Os representantes das empresas que exploram o serviço de transportes coletivos em Londrina reconheceram ontem, em depoimento à Comissão Especial de Investigação (CEI) da Câmara de Vereadores, que os valores pagos pelos insumos do sistema são diferentes dos que constam na planilha aprovada pela Companhia Municipal de Trânsito e Urbanização (CMTU). Segundo dados levantados pela CEI, o preço do óleo diesel e das carrocerias de ônibus, por exemplo, são maiores do que os praticados no mercado.
O presidente da comissão, Joel Garcia (PDT), afirmou que, no depoimento, o diretor da Transportes Coletivos Grande Londrina (TCGL), Gildalmo de Mendonça, reconheceu textualmente que a empresa paga menos por alguns produtos em comparação com os valores da planilha.
Ao deixar a Câmara, ontem à tarde, Gildalmo reconheceu que há variação entre os preços - mas não admitiu que a empresa paga mais barato. Segundo ele, essas diferenças representam ''a eficiência da empresa''. Gildalmo disse ainda que o preço da tarifa não tem relação contratual com o lucro da empresa - mas com o custo do sistema.
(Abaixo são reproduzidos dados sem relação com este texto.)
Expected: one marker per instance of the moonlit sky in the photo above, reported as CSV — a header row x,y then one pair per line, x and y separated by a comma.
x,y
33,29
''O resultado financeiro não tem nada a ver com o preço do serviço que executamos. Isso vai da eficiência ou ineficiência da empresa'', alegou. ''Eles falam que há preços menores no mercado? Mas não é só o critério de preço que utilizamos. Tem que ver a durabilidade e a qualidade dos produtos.''
Gildalmo tentou se explicar utilizando o exemplo do óleo diesel - na planilha, está a R$ 1,92, mas, segundo a CEI, a própria Prefeitura compra a R$ 1,84. ''Qual é o diesel deles? E o prazo de pagamento? O nosso é comprado diretamente na Ipiranga, é ecológico e pagamos com prazo de 15 dias.''
Sobre o lucro anual da TCGL, o diretor abriu os dados de forma cifrada. ''Dá para comprar 25 ônibus nos últimos três anos'', disse. Levando-se em conta o valor de R$ 200 mil por ônibus, citado por ele próprio, daria cerca R$ 5 milhões no período - ou R$ 138 mil por mês. O valor é inferior ao divulgado pelo ex-diretor de Transportes da CMTU Wilson de Jesus durante seu depoimento à CEI. De acordo com Jesus, a empresa lucraria, a título de remuneração de capital, cerca de R$ 6 milhões por ano.
O diretor da empresa Francovig, Francisco Francovig, fez declarações semelhantes à de Gildalmo de Mendonça, com a diferença de que sua empresa estaria registrando prejuízo. ''Nós operamos em desequilíbrio. O sistema apresenta custo superior ao custo'', disse.
Tarifa
O diretor da TCGL afirmou ontem que as empresas, ''por cortesia'', ainda não apresentaram à atual gestão municipal, o pedido de reajuste da tarifa. ''Só tem uma semana de governo, então aguardamos um pouco'', disse. De acordo com Gildalmo, o valor atual - que vigora há três anos - está no limite do praticável.
Joel Garcia (PDT) rebateu os argumentos e disse que, mesmo sem o reajuste, as empresas são lucrativas. Ele disse ainda que, ''talvez'', o aumento se justifique a partir da data-base dos funcionários - que vence em 1º de junho. ''Nós pedimos para adiar a discussão até 1º de julho e o representante da TCGL ficou de dar uma resposta.'' Segundo Garcia, ele terá reunião com o presidente da CMTU nesta terça-feira para repassar os dados colhidos até agora pela CEI.